The bid for the project was awarded to Great Lakes Dredge and Dock Company, LLC, in August, for $19.5 million, which includes a replenishment of 800,000 cubic yards of sand along six miles of shoreline between Redfish Pass and Blind Pass, as well as the rehabilitation of dunes in northern Sanibel.
Kathy Rooker, administrator for the Captiva Erosion Prevent District (CEPD), updated the community about the project during a meeting of the Captiva Community Panel on Tuesday.
Engineers have been taking pictures of local structures to record their conditions before the project begins, and Rooker said the precondition survey should be finished by the end of the week.
In the meantime, bulldozers and other machinery are mobilizing at the Alison Hagerup Beach Park the northernmost public beach access point on Captiva Island which is closed to the public. It will remain closed until further notice. On Thursday morning, locals living near Jensen’s curve will be able to see ships on the horizon as they begin to drop the submerged pipe.
Seismographs will also be installed on the beach to measure vibrations caused by the machinery.
“We’re very much on schedule,” said Rooker. “We expect to put sand on the beach Oct. 1, if the weather and equipment cooperates. We hope to be off Captiva by the week of Thanksgiving.”

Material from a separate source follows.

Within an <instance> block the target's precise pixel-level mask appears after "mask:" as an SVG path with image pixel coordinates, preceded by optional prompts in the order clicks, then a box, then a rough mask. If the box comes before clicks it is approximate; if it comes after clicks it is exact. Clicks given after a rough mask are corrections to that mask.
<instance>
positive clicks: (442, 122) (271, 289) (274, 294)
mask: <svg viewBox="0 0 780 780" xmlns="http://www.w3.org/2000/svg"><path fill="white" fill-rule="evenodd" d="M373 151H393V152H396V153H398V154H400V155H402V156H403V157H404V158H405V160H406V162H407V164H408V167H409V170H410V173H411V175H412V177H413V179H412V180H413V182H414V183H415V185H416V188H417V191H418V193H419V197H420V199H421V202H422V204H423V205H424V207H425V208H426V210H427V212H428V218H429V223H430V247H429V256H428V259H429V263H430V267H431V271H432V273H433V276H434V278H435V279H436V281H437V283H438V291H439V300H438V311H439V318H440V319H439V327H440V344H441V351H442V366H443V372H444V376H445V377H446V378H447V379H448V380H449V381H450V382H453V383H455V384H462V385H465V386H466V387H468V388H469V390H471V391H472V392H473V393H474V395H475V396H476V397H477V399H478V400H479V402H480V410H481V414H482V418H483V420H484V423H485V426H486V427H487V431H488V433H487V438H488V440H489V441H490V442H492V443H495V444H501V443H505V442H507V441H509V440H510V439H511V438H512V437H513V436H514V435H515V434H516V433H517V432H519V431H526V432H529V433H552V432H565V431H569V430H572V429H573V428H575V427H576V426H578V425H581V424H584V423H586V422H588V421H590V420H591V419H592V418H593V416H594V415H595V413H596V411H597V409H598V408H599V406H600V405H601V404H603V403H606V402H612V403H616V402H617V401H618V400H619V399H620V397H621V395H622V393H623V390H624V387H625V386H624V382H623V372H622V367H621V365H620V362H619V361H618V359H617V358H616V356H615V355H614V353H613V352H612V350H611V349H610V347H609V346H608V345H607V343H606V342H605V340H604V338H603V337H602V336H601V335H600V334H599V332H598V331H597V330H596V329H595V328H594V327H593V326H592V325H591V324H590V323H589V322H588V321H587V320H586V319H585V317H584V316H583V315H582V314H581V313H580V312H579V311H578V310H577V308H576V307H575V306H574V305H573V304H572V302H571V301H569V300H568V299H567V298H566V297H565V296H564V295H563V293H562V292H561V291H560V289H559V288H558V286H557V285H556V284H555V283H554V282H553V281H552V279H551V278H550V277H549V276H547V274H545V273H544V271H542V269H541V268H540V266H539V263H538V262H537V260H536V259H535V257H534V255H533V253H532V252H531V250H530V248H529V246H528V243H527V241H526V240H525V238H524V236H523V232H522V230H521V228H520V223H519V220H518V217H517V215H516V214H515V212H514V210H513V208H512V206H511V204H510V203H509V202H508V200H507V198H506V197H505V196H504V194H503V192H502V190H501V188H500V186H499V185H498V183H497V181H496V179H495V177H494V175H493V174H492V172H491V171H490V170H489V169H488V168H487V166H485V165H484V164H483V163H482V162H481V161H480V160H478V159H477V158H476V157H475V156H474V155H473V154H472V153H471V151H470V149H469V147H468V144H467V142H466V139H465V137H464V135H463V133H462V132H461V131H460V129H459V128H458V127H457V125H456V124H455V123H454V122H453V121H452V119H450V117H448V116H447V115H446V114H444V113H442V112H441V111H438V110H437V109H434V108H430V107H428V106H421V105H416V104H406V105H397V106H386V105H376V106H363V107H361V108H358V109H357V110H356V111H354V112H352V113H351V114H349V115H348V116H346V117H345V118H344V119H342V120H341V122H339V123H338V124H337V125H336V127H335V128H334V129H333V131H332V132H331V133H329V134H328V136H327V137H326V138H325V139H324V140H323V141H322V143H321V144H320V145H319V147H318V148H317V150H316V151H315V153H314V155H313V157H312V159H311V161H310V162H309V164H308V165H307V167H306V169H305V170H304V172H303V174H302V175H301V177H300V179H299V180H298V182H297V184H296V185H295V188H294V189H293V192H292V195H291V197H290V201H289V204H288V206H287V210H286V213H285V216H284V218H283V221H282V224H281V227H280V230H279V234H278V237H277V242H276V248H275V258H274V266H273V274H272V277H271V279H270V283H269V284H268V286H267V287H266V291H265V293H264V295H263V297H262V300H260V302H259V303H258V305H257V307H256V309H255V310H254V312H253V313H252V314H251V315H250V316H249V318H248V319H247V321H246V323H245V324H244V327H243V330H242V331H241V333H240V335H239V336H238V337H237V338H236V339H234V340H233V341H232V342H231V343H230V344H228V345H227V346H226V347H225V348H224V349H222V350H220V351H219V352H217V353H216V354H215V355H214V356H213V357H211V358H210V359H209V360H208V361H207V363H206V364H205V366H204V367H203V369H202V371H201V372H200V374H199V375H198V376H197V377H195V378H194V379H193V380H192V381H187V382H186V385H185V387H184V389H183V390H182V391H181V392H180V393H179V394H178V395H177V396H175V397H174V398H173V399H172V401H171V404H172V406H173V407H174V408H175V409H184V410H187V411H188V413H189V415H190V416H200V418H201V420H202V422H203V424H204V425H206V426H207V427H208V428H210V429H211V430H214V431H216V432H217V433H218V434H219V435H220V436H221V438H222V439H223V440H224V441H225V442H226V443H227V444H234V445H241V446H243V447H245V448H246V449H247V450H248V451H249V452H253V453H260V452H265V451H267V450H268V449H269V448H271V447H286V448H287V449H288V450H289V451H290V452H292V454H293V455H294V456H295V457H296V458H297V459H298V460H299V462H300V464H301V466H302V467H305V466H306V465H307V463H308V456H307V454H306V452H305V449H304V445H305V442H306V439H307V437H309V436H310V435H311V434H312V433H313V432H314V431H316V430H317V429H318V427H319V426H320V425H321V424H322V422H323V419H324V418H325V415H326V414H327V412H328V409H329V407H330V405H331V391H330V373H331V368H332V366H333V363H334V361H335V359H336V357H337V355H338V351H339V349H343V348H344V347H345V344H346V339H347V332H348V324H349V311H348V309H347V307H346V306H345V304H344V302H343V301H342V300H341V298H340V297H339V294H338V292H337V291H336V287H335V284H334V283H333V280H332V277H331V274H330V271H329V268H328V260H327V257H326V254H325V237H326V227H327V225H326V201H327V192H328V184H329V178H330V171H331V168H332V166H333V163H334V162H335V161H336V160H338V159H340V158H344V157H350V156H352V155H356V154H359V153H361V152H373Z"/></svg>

Dredgers will leave the area after Thanksgiving, she said, and begin work on Sanibel after the holiday. One of the primary concerns for CEPD was ensuring that the project didn’t disrupt the island season.
“We really hope we’ve done a good job to stay out in the high season,” she said.
Members of the Captiva Community Panel were concerned about the costs of renourishment shouldered by local property owners. The U.S. Army Corps of Engineer rescinded their agreement with CEPD in July.
The project is currently funded with $4.6 million from the state and $6.1 million from the Lee County Commission, but homeowners may need to front an estimated $9 million unless additional funding can be acquired from the Federal Emergency Management Agency (FEMA).
The district also has the option of requesting more from the Lee County Commission or transferring $1 million from its reserves to ease the local burden.
CEPD Commissioner Mike Mullins said property owners will contribute roughly 50 percent more than they did in the 2005 dredging, unless another funding source is found.
“I don’t think this is quite the same as last time,” he said. “I expect everyone will pay more than last time.”
Rooker said property owners received a range of costs associated with beach renourishment, and that the current price is within the middle of that range.
“If we do get some FEMA help, that will help us a little more,” she said.
The CEPD is project updates on their website, mycepd.com, and brochures are being printed for area businesses to keep people informed.